La primera es de orden competencial y, en buena medida, incluso constitucional: las reformas locales de calado, las que podrían cambiar drásticamente responsabilidades, atenciones, derechos vecinales o financiación de servicios no quedan a disposición de los futuros ayuntamientos. Esas u otras modificaciones de planta, organización o atribuciones quedan reservadas al legislador. Al estatal, en gran medida. Y ahora no toca renovar el Parlamento nacional. Inversamente, cuando dentro de unos meses volvamos con el runrún de los comicios generales, lo más probable es que la atención que los programas presten a la vida local sea mínima. Volverá el debate de las provincias, de las fusiones municipales que no son competencia del Estado, de lo bien o mal que nos ha ido con la sostenibilidad… pero al final la atención se va a centrar en si se mantiene o desaparece el bipartidismo y si tal fuerza saca más votos que aquella coalición.

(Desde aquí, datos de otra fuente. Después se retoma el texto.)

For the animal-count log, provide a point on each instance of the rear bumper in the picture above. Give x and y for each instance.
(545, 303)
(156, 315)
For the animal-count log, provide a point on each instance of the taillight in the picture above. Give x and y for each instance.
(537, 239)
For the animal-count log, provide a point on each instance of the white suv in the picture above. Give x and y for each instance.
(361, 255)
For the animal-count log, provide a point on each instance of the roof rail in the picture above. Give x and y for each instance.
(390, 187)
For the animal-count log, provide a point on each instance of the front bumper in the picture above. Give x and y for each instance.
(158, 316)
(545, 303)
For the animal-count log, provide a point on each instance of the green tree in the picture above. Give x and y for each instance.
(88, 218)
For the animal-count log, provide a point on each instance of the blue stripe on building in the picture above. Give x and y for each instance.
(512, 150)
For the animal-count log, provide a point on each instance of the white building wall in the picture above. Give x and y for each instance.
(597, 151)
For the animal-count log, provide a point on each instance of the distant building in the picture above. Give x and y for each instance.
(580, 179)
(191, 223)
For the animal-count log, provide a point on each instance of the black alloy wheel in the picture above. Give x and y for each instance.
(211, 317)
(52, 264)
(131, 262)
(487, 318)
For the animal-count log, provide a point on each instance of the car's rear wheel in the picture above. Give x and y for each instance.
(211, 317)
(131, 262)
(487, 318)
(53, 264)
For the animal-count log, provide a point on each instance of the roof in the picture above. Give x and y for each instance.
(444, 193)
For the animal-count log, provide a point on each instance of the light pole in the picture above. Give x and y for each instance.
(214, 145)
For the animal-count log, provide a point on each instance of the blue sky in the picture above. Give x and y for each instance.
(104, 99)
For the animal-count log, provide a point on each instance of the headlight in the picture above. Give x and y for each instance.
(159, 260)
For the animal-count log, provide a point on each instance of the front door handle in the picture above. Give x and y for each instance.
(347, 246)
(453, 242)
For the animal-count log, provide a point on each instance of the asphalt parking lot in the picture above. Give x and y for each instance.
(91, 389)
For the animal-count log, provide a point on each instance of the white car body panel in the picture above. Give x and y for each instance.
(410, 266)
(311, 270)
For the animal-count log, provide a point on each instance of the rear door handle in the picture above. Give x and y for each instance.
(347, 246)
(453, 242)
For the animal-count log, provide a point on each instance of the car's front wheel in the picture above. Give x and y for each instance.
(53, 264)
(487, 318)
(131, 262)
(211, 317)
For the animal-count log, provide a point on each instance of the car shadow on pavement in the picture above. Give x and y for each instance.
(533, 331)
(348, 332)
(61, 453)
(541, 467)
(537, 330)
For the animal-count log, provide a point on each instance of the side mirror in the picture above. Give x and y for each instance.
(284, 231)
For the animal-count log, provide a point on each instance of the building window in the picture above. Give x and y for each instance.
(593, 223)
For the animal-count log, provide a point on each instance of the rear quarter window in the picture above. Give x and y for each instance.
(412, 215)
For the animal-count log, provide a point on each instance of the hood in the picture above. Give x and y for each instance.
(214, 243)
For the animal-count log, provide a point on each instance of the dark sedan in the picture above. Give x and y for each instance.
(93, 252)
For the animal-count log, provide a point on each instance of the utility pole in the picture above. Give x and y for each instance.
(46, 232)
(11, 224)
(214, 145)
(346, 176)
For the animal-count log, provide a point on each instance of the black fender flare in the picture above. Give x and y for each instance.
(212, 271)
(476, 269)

Es cierto, en segundo lugar, que en la mayoría de las Comunidades Autónomas, el próximo día 24 también se renueva la Asamblea Legislativa y ello dará paso a cambios de Ejecutivo. Pero a ver quién es el valiente, de norte a sur y de levante a poniente, en península o archipiélagos, que se atreve a anunciar a las bravas que va a suprimir, con nombres y apellidos, un montón de entidades locales o que va a intervenir en esta o aquella desviación o, en fin, que dentro de las atribuciones autonómicas va a añadir o suprimir tales o cuales obligaciones a los ayuntamientos de su territorio.
Y al final están los candidatos municipales. De cosecha propia o con el beneplácito de sus siglas no dejan de ofrecer cosas que, como se ha apuntado, no están en su mano. Viajando por buena parte del país y deteniéndome en la prensa local de cada sitio, no dejo de sorprenderme de lo que, sin duda de buena fe, las señoras y caballeros alcaldables ofertan al censo. De mano, uno saca la conclusión de que la Ley 27/2013, de cuyo nombre aún puedo acordarme, o nunca existió o es un ectoplasma jurídico. Porque los aspirantes a regidores, especialmente los de términos con pocas almas, siguen pregonando su vicio nefando por las competencias impropias. Hasta redes paralelas de 0 a 3 años he visto publicitadas en un pequeño pueblo. Bien es cierto que, por desgracia demográfica, allí no habría más de tres o cuatro criaturas de esa edad y, en horario laboral, podrían ser acogidas en el despacho de alcaldía. Y no digamos los servicios sociales: una alcaldesa que anhela reelección sale diciendo que multiplicarán los esfuerzos que vienen haciendo para la atención integral de las personas vulnerables y para la inserción laboral de los sin papeles. O sea, que en ese lugar, pequeño, en los próximos cuatro años va a haber un catálogo de prestaciones sociales muy superior al de los países nórdicos; será cuestión de empadronarse allí.
Este es un país donde no sólo el papel lo aguanta todo. También los votantes. Y donde las estructuras político-administrativas y los distintos calendarios electorales acarrean descoordinaciones y contradicciones notorias, porque lo de concordar no es lo nuestro, a diferencia de otras latitudes donde esto no sucede.
Eso sí: si cotejamos esos programas que nadie lee (cosa que los partidos ya saben y tienden a sustituir por mensajes breves y empleo de nuevas tecnologías y redes sociales), veremos diferencias irreconciliables. El fuego y el agua; la noche y el día. Pero como haga falta pactar o coaligarse después de las elecciones, esas divergencias insalvables se esfuman como por ensalmo porque un par de concejalías delegadas bien valen una misa. Y si todos los implicados han de ceder, mejor. Así no hay que cumplir ni lo prometido por los unos ni por los otros. Barra libre a las ocurrencias y a la improvisación, que los políticos curtidos llaman pragmatismo.